The collateral damage is all around me as I type.

My go-to recycling bin, usually one-quarter to half full, has become a tower of rags, mags and refugee books.

Surfaces once long obscured by yellowing papers lie bare, desks last seen heading for the Bermuda Triangle have reappeared on the radar and plastic crates lie beside chairs like tired dogs in repose by their masters. As for the amount of neglected food being unearthed, the less said the better.

This ain't no bog-standard decluttering exercise. This is a bona fide office reshuffle, the source to many - chiefly feature writers, to be frank, the drama queens of the trade - of monumental distress. (It does make you wonder what kind of lives your colleagues lead. Me? Adaptability is my middle name and flexibility my mistress. Routines are for stand-ups - and feature writers.)

If you took the demeanour of certain colleagues at face value you might conclude that they had been spending time in the bowels of Bedlam.

This weekend's office moves will "improve efficiency and make co-ordination easier". These are worthwhile goals. Amen. I for one am more than happy to co-operate with Big Chief Office Shake-up.

The advice on the reshuffle continues: "The moves also offer a good chance to tidy up the office and scrap any unnecessary paper or other material lying around."

The problem here is that pretty much sums up many of the contents of the office, furniture and PCs aside. Few of us need the papers and books we surround ourselves with for, when God invented the internet, He negated the requirement for each desk to accommodate fat dictionaries and arcane grammatical texts (though not Scots Law For Journalists, I hasten to add).

But we like our reference books, our fading copies of memorable issues of newspapers and supplements.
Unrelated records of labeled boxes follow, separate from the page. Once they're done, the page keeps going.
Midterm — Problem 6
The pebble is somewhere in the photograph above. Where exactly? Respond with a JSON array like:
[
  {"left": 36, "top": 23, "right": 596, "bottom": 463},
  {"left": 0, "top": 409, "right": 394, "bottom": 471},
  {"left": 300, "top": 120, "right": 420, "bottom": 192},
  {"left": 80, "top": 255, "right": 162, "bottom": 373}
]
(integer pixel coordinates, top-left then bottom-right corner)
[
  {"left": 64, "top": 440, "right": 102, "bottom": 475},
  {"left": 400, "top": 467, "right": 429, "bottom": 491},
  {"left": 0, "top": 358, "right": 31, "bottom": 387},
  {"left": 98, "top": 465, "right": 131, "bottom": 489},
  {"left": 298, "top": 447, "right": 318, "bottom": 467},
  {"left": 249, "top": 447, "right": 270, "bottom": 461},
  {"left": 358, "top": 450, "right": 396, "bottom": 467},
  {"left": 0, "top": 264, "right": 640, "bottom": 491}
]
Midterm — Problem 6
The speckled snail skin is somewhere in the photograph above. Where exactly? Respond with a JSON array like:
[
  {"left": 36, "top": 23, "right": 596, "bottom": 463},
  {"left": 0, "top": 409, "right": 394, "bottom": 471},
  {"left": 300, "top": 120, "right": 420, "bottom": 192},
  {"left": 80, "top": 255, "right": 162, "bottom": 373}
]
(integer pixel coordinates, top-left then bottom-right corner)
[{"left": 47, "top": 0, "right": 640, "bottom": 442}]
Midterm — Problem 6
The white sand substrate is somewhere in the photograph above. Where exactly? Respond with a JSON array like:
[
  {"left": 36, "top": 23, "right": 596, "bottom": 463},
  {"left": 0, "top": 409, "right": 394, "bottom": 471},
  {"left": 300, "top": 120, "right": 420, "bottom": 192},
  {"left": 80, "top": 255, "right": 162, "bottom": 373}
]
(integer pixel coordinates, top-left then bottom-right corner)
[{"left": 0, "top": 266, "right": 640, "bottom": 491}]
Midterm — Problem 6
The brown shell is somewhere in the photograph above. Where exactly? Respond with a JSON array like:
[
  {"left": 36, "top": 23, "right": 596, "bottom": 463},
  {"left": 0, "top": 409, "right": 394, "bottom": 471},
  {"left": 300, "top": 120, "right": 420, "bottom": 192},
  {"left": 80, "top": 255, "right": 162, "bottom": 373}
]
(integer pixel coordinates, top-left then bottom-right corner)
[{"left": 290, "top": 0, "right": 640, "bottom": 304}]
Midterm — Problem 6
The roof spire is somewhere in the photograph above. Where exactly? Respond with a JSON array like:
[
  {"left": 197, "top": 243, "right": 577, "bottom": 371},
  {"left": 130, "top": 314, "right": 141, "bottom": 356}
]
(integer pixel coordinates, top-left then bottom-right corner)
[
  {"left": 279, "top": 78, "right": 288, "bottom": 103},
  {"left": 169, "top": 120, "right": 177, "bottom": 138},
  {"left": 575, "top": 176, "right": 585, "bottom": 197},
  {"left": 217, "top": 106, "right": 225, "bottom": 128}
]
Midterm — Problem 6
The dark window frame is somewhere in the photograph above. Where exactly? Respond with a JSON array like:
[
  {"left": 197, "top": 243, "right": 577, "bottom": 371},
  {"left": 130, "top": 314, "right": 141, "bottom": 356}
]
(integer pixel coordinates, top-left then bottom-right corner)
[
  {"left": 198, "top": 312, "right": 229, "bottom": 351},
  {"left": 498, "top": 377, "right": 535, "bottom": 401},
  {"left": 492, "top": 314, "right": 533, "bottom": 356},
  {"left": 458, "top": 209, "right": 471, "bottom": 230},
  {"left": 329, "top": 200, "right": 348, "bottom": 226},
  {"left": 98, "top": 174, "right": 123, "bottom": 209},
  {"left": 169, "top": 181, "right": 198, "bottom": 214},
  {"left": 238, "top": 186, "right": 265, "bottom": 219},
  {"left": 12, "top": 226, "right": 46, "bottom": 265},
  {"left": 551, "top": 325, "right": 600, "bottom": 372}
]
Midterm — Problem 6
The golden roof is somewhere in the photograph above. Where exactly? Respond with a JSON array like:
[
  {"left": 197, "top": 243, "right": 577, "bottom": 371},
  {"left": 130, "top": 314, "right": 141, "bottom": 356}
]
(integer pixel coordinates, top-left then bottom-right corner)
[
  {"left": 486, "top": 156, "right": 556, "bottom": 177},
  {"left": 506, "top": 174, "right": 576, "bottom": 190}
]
They let us keep our bearings in a restless sea. Unlike our ephemeral computers, they have - dare I say it - soul.

At this precise moment a colleague is preparing his crate for its impending transfer from the periphery of operations to the belly of the beast.

He will be overseas when the moves take place. He isn't happy. The stoor kicked up by clearing his desk has given him the "hands of a navvy". "If anyone touches this mug," he hisses as he places it in his crate, "they're dead."

See what I mean about distress? I'm keeping well away.